Plant Pathology Department

 

Date of this Version

2014

Citation

Fernandez J, Marroquin-Guzman M, Wilson RA (2014) Evidence for a Transketolase-Mediated Metabolic Checkpoint Governing Biotrophic Growth in Rice Cells by the Blast Fungus Magnaporthe oryzae. PLoS Pathog 10(9): e1004354. doi:10.1371/journal.ppat.1004354

Comments

Copyright 2014 Fernandez et al. This is an open-access article distributed under the terms of the Creative Commons Attribution License.

Abstract

The blast fungus Magnaporthe oryzae threatens global food security through the widespread destruction of cultivated rice. Foliar infection requires a specialized cell called an appressorium that generates turgor to force a thin penetration hypha through the rice cuticle and into the underlying epidermal cells, where the fungus grows for the first days of infection as a symptomless biotroph. Understanding what controls biotrophic growth could open new avenues for developing sustainable blast intervention programs. Here, using molecular genetics and live-cell imaging, we dismantled M. oryzae glucose-metabolizing pathways to reveal that the transketolase enzyme, encoded by TKL1, plays an essential role in facilitating host colonization during rice blast disease.
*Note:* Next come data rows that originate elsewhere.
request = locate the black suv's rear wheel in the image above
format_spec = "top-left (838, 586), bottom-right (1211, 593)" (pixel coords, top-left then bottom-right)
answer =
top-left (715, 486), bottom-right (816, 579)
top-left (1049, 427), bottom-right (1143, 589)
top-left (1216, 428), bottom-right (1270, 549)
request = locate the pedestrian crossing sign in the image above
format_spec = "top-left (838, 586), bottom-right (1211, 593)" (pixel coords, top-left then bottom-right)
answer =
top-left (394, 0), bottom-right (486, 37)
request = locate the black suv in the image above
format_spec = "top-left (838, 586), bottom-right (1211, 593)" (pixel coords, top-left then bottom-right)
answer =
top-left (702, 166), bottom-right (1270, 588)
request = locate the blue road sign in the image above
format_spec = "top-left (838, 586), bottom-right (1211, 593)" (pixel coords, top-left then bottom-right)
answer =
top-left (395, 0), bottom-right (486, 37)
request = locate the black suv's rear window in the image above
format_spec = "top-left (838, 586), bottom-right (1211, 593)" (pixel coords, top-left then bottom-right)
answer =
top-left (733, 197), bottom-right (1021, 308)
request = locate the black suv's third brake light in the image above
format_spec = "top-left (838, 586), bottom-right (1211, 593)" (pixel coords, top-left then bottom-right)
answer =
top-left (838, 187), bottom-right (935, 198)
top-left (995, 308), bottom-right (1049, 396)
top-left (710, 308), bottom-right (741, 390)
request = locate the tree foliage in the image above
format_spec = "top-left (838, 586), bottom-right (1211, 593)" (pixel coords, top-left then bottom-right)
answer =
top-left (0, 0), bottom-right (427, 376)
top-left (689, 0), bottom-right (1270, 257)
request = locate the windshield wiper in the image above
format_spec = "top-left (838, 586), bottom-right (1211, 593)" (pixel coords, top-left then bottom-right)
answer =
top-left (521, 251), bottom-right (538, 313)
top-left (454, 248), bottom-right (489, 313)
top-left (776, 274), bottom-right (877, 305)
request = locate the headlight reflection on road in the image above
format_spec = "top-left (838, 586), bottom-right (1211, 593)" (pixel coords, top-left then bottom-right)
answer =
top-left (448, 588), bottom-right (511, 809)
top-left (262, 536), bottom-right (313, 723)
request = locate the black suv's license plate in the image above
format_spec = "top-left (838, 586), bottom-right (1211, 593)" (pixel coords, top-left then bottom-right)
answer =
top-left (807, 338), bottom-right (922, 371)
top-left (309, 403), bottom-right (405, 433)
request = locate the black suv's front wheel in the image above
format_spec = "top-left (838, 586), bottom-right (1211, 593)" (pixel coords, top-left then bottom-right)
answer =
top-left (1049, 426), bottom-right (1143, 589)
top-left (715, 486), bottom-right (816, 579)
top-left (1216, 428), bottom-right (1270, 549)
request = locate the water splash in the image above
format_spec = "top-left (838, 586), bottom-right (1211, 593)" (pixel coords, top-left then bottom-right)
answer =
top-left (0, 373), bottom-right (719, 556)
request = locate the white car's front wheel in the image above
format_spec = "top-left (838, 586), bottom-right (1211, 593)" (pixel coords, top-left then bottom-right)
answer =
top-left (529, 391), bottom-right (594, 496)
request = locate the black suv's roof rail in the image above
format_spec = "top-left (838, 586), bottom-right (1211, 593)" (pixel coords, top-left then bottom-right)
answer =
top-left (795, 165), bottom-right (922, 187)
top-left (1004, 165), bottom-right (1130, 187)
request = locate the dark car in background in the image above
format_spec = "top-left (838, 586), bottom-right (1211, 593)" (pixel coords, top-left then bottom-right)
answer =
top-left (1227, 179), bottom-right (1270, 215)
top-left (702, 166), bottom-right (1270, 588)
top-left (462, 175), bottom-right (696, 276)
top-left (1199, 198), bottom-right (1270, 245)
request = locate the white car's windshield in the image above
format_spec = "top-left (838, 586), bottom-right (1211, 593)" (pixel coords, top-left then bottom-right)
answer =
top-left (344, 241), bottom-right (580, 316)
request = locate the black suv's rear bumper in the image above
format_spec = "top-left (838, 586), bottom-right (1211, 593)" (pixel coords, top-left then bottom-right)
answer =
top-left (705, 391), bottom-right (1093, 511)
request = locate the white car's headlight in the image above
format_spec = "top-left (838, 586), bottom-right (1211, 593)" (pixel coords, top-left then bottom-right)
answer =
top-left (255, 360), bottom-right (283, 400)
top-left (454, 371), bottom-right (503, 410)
In the absence of transketolase, Dtkl1 mutant strains formed functional appressoria that penetrated rice cuticles successfully and developed invasive hyphae (IH) in rice cells from primary hyphae. However, Dtkl1 could not undertake sustained biotrophic growth or cell-to-cell movement. Transcript data and observations using fluorescently labeled histone H1:RFP fusion proteins indicated Dtkl1 mutant strains were alive in host cells but were delayed in mitosis. Mitotic delay could be reversed and IH growth restored by the addition of exogenous ATP, a metabolite depleted in Dtkl1 mutant strains. We show that ATP might act via the TOR signaling pathway, and TOR is likely a downstream target of activation for TKL1. TKL1 is also involved in controlling the migration of appressorial nuclei into primary hyphae in host cells. When taken together, our results indicate transketolase has a novel role in mediating - via ATP and TOR signaling - an in planta-specific metabolic checkpoint that controls nuclear migration from appressoria into primary hyphae, prevents mitotic delay in early IH and promotes biotrophic growth. This work thus provides new information about the metabolic strategies employed by M. oryzae to enable rice cell colonization.